Cyrus Aidun

Cyrus Aidun
cyrus.aidun@me.gatech.edu
Website

Dr. Aidun joined the Woodruff School as a Professor in 2003 after completion of a two-year period as program director at the National Science Foundation. He began at Tech in 1988 as an Assistant Professor at the Institute of Paper Science and Technology. Prior, he was a research Scientist at Battelle Research Laboratories, Postdoctoral Associate at Cornell University and Senior Research Consultant at the National Science Foundation's Supercomputer Center at Cornell. 

Dr. Aidun's research is at the intersection between fundamentals of the physics of complex fluids/thermal transport and applications to engineering and biotransport. He has a diverse research portfolio in fluid mechanics, bioengineering, renewable bioproducts and decarbonization of industrial processes. 

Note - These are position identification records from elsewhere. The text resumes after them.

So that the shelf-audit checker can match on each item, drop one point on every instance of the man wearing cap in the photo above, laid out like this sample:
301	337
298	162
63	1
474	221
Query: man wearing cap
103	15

A major focus has been to understand the physics of blood cell transport and interaction with glycoproteins (e.g., vWF) with applications to cardiovascular diseases.

Professor, Woodruff School of Mechanical Engineering
Phone
404-894-6645
Office
Love Building, Room 320
Additional Research

Computational analysis of cellular blood flow in the cardiovascular system with applications to platelet margination, thrombus formation, and platelet activation in artificial heart valves. Thermal Systems. Chemical Recovery; Papermaking.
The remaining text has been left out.